Here's how I imagine it working: there is a new opt-in geonotice (in addition to the current one that reaches everyone in the specified geography). For the opt-in geonotice (which would hopefully be able to reach across projects, since many causal Wikinewsies visit that site only rarely) any trusted user could add new items to let nearby people know about reporting or photography opportunities. For these opt-in notices, we would not need to lock down the ability to add items like we do for the current geonotice system (it's a fully protected page), since people who opt-in will expect a bit a noise.
So, for example, I would set a notice that Senator Chris Dodd is holding a public discussion about health care reform on such-and-such date in Hartford, Connecticut. I mark this as a photo opportunity and a reporting opportunity. The system sets a default radius (or better yet, users specify the radius they want to be notified within) and everyone within x kilometers of Hartford who has opted in to the notice gets a watchlist message pointing to more details. I can imagine a wide range of tips and events that could be spread to the right people with such a system.
This would do a couple things: it would draw in new users to Wikinews, and given enough participation it could provide a resource that is useful for professional journalists. Journalists are eager to figure out useful ways to tap the knowledge of amateurs, and a widely used geography-based tip-line is something that Wikimedia still has a chance to be the first organization to do well. I think finding a way to play a major part in the ongoing changes in the journalism world ought to be a high priority for the Foundation.
-Sage Ross (User:Ragesoss)
The Strategic Planning wiki is a good place to discuss this idea and how it changed and/or implemented: http://strategy.wikimedia.org/wiki/Proposals/Geonotice_improvements http://strategy.wikimedia.org/wiki/Talk:Proposals/Geonotice_improvements
-Sage
On Wed, Jul 29, 2009 at 12:56 PM, Sage Rossragesoss+wikipedia@gmail.com wrote:
One of the great frustrations of Wikinews for me is that it doesn't have a system for identifying and pointing users toward opportunities to get out into the offline world and do original reporting. A fine-grained cross-project opt-in geonotice system could be a solution.

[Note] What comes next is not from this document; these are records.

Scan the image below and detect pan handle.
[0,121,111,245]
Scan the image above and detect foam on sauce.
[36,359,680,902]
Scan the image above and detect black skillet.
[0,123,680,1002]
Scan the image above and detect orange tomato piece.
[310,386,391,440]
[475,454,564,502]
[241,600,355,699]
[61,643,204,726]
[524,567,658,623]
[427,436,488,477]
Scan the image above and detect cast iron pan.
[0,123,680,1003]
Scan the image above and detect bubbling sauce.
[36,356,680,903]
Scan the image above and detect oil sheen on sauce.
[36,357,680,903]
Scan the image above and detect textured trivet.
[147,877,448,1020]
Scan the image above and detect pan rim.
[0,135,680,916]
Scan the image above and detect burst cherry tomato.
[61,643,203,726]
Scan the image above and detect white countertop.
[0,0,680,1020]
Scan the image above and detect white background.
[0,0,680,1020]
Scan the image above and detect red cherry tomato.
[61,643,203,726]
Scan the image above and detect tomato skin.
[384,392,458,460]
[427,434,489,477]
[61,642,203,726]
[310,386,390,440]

Here's how I imagine it working: there is a new opt-in geonotice (in addition to the current one that reaches everyone in the specified geography). For the opt-in geonotice (which would hopefully be able to reach across projects, since many causal Wikinewsies visit that site only rarely) any trusted user could add new items to let nearby people know about reporting or photography opportunities. For these opt-in notices, we would not need to lock down the ability to add items like we do for the current geonotice system (it's a fully protected page), since people who opt-in will expect a bit a noise.
So, for example, I would set a notice that Senator Chris Dodd is holding a public discussion about health care reform on such-and-such date in Hartford, Connecticut. I mark this as a photo opportunity and a reporting opportunity. The system sets a default radius (or better yet, users specify the radius they want to be notified within) and everyone within x kilometers of Hartford who has opted in to the notice gets a watchlist message pointing to more details. I can imagine a wide range of tips and events that could be spread to the right people with such a system.

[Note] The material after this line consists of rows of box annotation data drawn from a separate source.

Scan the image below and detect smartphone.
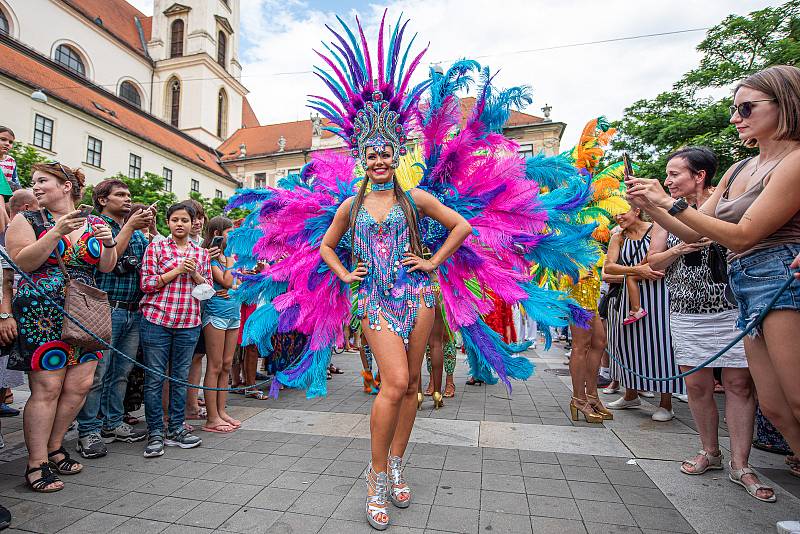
[622,152,633,182]
[78,204,94,219]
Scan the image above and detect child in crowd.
[140,203,213,458]
[203,217,242,433]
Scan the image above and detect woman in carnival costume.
[222,12,596,530]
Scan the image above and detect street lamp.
[31,89,47,104]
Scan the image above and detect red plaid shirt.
[139,237,211,328]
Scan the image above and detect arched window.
[0,9,10,35]
[167,78,181,128]
[119,81,142,108]
[53,45,86,76]
[217,89,228,138]
[217,30,228,69]
[169,19,183,57]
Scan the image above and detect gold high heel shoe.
[586,393,614,421]
[569,397,603,423]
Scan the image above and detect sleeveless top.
[715,158,800,262]
[352,202,435,343]
[664,234,736,314]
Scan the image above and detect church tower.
[147,0,247,147]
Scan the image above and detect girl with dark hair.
[628,65,800,500]
[139,204,211,458]
[198,217,242,433]
[7,162,117,493]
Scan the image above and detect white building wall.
[0,77,235,199]
[0,0,152,111]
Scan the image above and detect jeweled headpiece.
[309,11,430,167]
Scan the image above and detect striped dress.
[607,228,684,393]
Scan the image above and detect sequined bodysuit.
[353,203,436,343]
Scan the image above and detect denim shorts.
[203,313,241,330]
[728,243,800,336]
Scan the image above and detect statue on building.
[311,113,322,137]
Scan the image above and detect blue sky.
[130,0,783,146]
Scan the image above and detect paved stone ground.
[0,345,800,534]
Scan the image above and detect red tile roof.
[0,37,236,183]
[222,97,544,161]
[63,0,153,57]
[242,97,261,128]
[461,96,544,128]
[217,120,334,161]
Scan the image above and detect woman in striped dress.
[603,208,684,421]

This would do a couple things: it would draw in new users to Wikinews, and given enough participation it could provide a resource that is useful for professional journalists. Journalists are eager to figure out useful ways to tap the knowledge of amateurs, and a widely used geography-based tip-line is something that Wikimedia still has a chance to be the first organization to do well. I think finding a way to play a major part in the ongoing changes in the journalism world ought to be a high priority for the Foundation.
-Sage Ross (User:Ragesoss)
On Wed, Jul 29, 2009 at 9:56 AM, Sage Rossragesoss+wikipedia@gmail.com wrote:
One of the great frustrations of Wikinews for me is that it doesn't have a system for identifying and pointing users toward opportunities to get out into the offline world and do original reporting. A fine-grained cross-project opt-in geonotice system could be a solution.

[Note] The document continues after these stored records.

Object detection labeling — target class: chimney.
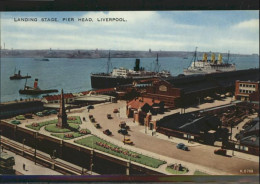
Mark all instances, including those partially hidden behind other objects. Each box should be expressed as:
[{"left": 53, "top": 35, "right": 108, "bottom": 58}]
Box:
[{"left": 33, "top": 79, "right": 38, "bottom": 88}]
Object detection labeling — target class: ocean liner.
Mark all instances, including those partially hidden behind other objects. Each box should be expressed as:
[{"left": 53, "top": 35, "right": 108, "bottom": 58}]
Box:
[
  {"left": 91, "top": 53, "right": 171, "bottom": 89},
  {"left": 183, "top": 47, "right": 236, "bottom": 75},
  {"left": 19, "top": 79, "right": 58, "bottom": 95}
]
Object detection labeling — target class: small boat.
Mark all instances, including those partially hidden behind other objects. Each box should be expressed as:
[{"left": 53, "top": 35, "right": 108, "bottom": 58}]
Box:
[
  {"left": 19, "top": 79, "right": 58, "bottom": 95},
  {"left": 10, "top": 68, "right": 31, "bottom": 80},
  {"left": 34, "top": 58, "right": 50, "bottom": 61}
]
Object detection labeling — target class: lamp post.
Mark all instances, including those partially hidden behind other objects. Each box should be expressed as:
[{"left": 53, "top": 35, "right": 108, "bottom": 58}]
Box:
[
  {"left": 0, "top": 130, "right": 2, "bottom": 153},
  {"left": 51, "top": 149, "right": 57, "bottom": 170},
  {"left": 23, "top": 139, "right": 26, "bottom": 156}
]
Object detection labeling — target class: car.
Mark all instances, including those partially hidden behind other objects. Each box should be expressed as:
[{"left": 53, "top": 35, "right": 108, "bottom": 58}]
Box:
[
  {"left": 95, "top": 123, "right": 101, "bottom": 128},
  {"left": 214, "top": 149, "right": 227, "bottom": 156},
  {"left": 49, "top": 109, "right": 57, "bottom": 114},
  {"left": 176, "top": 143, "right": 189, "bottom": 151},
  {"left": 107, "top": 114, "right": 112, "bottom": 119},
  {"left": 24, "top": 113, "right": 32, "bottom": 119},
  {"left": 42, "top": 110, "right": 51, "bottom": 116},
  {"left": 10, "top": 120, "right": 21, "bottom": 125},
  {"left": 36, "top": 112, "right": 43, "bottom": 117},
  {"left": 113, "top": 109, "right": 119, "bottom": 113},
  {"left": 90, "top": 117, "right": 96, "bottom": 123},
  {"left": 15, "top": 115, "right": 25, "bottom": 120},
  {"left": 103, "top": 129, "right": 112, "bottom": 135},
  {"left": 117, "top": 128, "right": 128, "bottom": 135},
  {"left": 87, "top": 105, "right": 94, "bottom": 109},
  {"left": 122, "top": 138, "right": 134, "bottom": 145}
]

Here's how I imagine it working: there is a new opt-in geonotice (in addition to the current one that reaches everyone in the specified geography). For the opt-in geonotice (which would hopefully be able to reach across projects, since many causal Wikinewsies visit that site only rarely) any trusted user could add new items to let nearby people know about reporting or photography opportunities. For these opt-in notices, we would not need to lock down the ability to add items like we do for the current geonotice system (it's a fully protected page), since people who opt-in will expect a bit a noise.
I think this would be awesome to try out! Geonotices have proved to be wonderful for helping out with local meetups; I can even imagine having two filters, opt-into notifications for local events and opt-into notifications for wikinews stuff. Both pages to set the notifications could be unprotected, and we could just see how it went.